Monday, March 11, 2013

Good Night, Mister Holmes

What I try to do with reviews at this Bookshelf blog is keep it simple and spoiler-free, and let you know whether I'd recommend you pick up a copy of what I just read. Seems to work okay. This time, a brief review of Good Night, Mister Holmes (Tor, 1990).


I decided to sample a few other alternate Holmes novels while I am between series rereads, and Carole Nelson Douglas's run of eight books, published between 1990 and 2004, that feature Irene Adler as the protagonist, sounded promising. The first one is astonishingly busy, but it ends quite satisfactorily and has me looking forward to the others in the line.

The book covers the first several years of Penelope "Nell" Huxleigh's association with Adler, a rising star of the opera and a trusted, discreet agent who the rich, the powerful, and the literary-minded can call upon for delicate investigations. Adler and Huxleigh are shown to join forces at the same time that Holmes and Watson meet in A Study in Scarlet, and their adventures progress over a period of a few years, climaxing with the famous events from the classic Scandal in Bohemia, here shown from Adler's perspective.

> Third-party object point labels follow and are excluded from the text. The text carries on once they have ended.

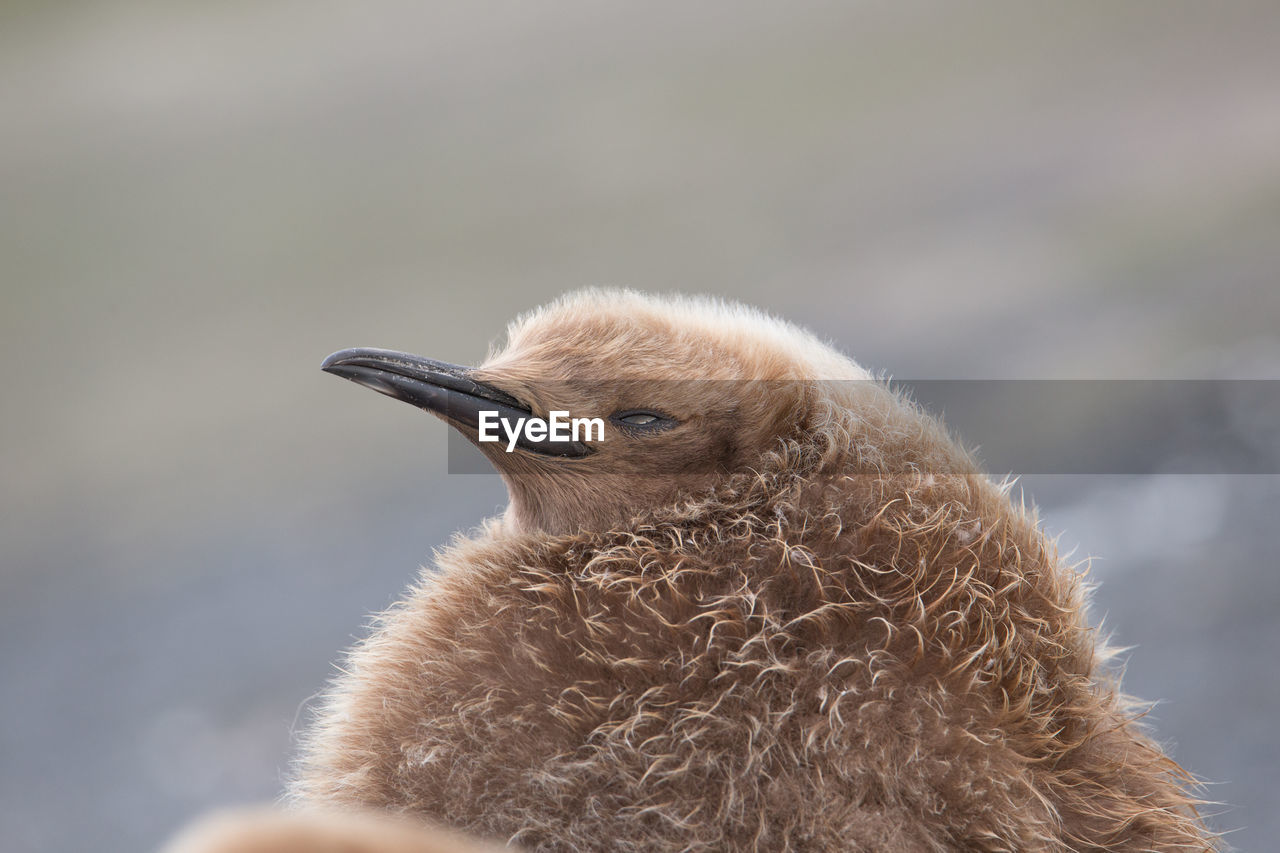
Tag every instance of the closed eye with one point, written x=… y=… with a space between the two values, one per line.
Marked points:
x=641 y=420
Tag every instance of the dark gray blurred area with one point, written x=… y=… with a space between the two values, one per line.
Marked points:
x=200 y=201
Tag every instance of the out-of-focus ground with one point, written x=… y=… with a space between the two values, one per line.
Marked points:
x=199 y=201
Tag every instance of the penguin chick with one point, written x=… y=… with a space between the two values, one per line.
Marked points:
x=775 y=609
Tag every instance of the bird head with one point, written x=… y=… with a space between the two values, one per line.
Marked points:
x=671 y=395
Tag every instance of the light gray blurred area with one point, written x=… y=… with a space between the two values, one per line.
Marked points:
x=200 y=201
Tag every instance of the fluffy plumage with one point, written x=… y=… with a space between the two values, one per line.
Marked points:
x=819 y=629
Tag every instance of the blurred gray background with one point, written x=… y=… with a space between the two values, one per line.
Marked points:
x=200 y=201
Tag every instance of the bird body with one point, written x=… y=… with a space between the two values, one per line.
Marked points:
x=791 y=616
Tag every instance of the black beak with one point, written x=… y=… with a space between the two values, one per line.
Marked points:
x=444 y=389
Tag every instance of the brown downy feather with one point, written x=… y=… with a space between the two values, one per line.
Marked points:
x=836 y=634
x=855 y=642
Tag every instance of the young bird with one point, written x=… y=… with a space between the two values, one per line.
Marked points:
x=777 y=607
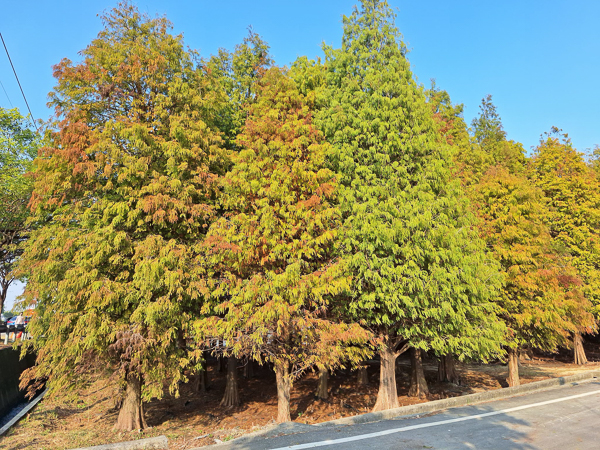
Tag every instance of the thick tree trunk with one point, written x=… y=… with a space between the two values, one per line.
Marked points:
x=321 y=393
x=578 y=351
x=362 y=376
x=231 y=397
x=418 y=384
x=387 y=396
x=513 y=367
x=131 y=413
x=249 y=368
x=447 y=370
x=284 y=387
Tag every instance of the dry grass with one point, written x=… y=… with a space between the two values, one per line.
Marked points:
x=195 y=419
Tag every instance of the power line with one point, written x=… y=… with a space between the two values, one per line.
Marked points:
x=15 y=72
x=5 y=93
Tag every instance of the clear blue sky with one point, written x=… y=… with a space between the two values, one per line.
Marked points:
x=538 y=58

The slow, deliberate pace of the book, along with the way it covers several years, took a little getting used to, but I enjoyed the whole, sprawling epic. It takes in cameos by the likes of Oscar Wilde, office politics in a barrister's chambers, cross-dressing, and a thrilling escape by train across Europe, setting the stage for one of the most well-remembered encounters of Sherlock Holmes' career. It left me looking forward to what Douglas had planned for her characters next. Recommended.